Not sure. All I know is that you cannot do anything about this so it is what it is. Reducing the core voltage can sometimes help reduce power consumption a watt or two which can help avoid power limit throttling. This means your CPU is able to run a little faster. Not a huge difference but every little bit helps the cause. It makes me full good when I know a laptop is dialed in and running as good as it can.


----------



## NathanJ95 (Sep 5, 2021)

So I didn't see your reply on reducing core voltage by 25mV until just now but I did do -10mV. Ran TSBench to check stability and it seemed OK. So i ran Cinebench and found the results interesting. I was at 100 percent CPU and 47.2W with no PL2 throttling. It went down to 45W and immediately started power throttling and continued to do so for the rest of the test. Just curious how it could go to 47.2W if it is locked at 45W?

Also my Cinebench score went from 1996pts to 2008pts just by reducing core another 10mV. 



unclewebb said:


> It makes me full good when I know a laptop is dialed in and running as good as it can.



Me too! And I want to say thanks again for reading my posts and caring to leave detailed replies. Helps a lot!


----------



## unclewebb (Sep 5, 2021)

NathanJ95 said:


> how it could go to 47.2W if it is locked at 45W?


Intel CPUs have a short term and a long term power limit. For a short period of time, your computer can go beyond 45W but in any long term test, it will be limited to 45W. 

Long term, the CPU is forced to slow down so it does not exceed 45W.

Try -120 mV cache and -175 mV core. I would also set the turbo ratios back to their default values of 41, 41, 40, 40. That might be worth a few more Cinebench points.


----------



## NathanJ95 (Sep 11, 2021)

I feel like temperatures have been higher since under-volting. I played some Warzone to test, and with fans set to max through Nitrosense I was 93-95C the entire 15-20 minutes of play. The attached log will show this. Just wondering if this should just be expected with these laptops and just use it until it quits or if I need to go through the trouble to thermal paste it. Maybe there is a tweak in ThrottleStop that would help some?

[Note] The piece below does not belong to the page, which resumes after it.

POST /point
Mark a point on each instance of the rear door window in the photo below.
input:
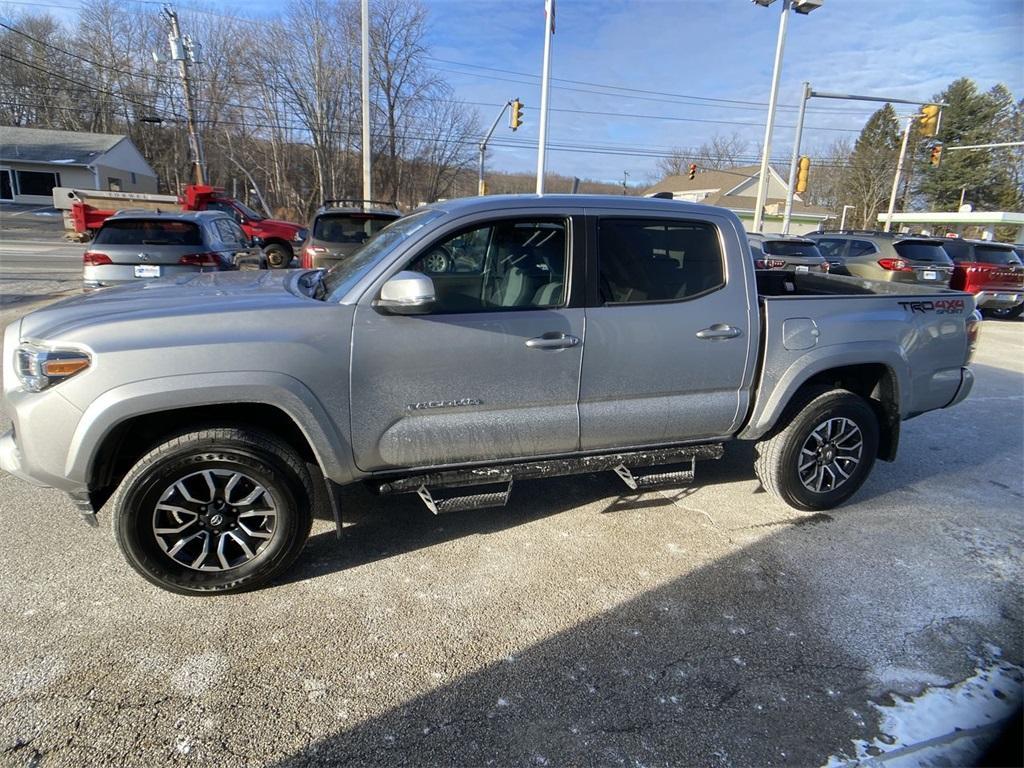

I was getting BSOD with -115mV cache so I brought it back to -110mV. So far everything seems pretty stable.


----------



## unclewebb (Sep 11, 2021)

NathanJ95 said:


> temperatures have been higher since under-volting


Undervolting cannot make your temperatures higher. Thermal paste that was improperly applied or if it is degrading; that is what causes your temperatures to get higher. Some pastes do not perform well long term when the CPU is constantly over 90°C like your CPU is.

The log file shows lots of TEMP messages in the far right column so your CPU is thermal throttling. This interferes with maximum performance and it interferes with smooth performance. Your ThrottleStop settings are fine. The only way to fix the throttling problem is to improve the cooling. Some laptops are poorly engineered. They might run at over 90°C even with the best paste money can buy.


----------



## NathanJ95 (Sep 11, 2021)

Bummer. Well, I guess I will just use it and try to keep it as cool as possible. I'm not sure if it will be worth trying to re-paste the Acer Nitro 5. I didn't know these "gaming" laptops had temperature issues to this degree. 

Thanks again for all your help/advice.


----------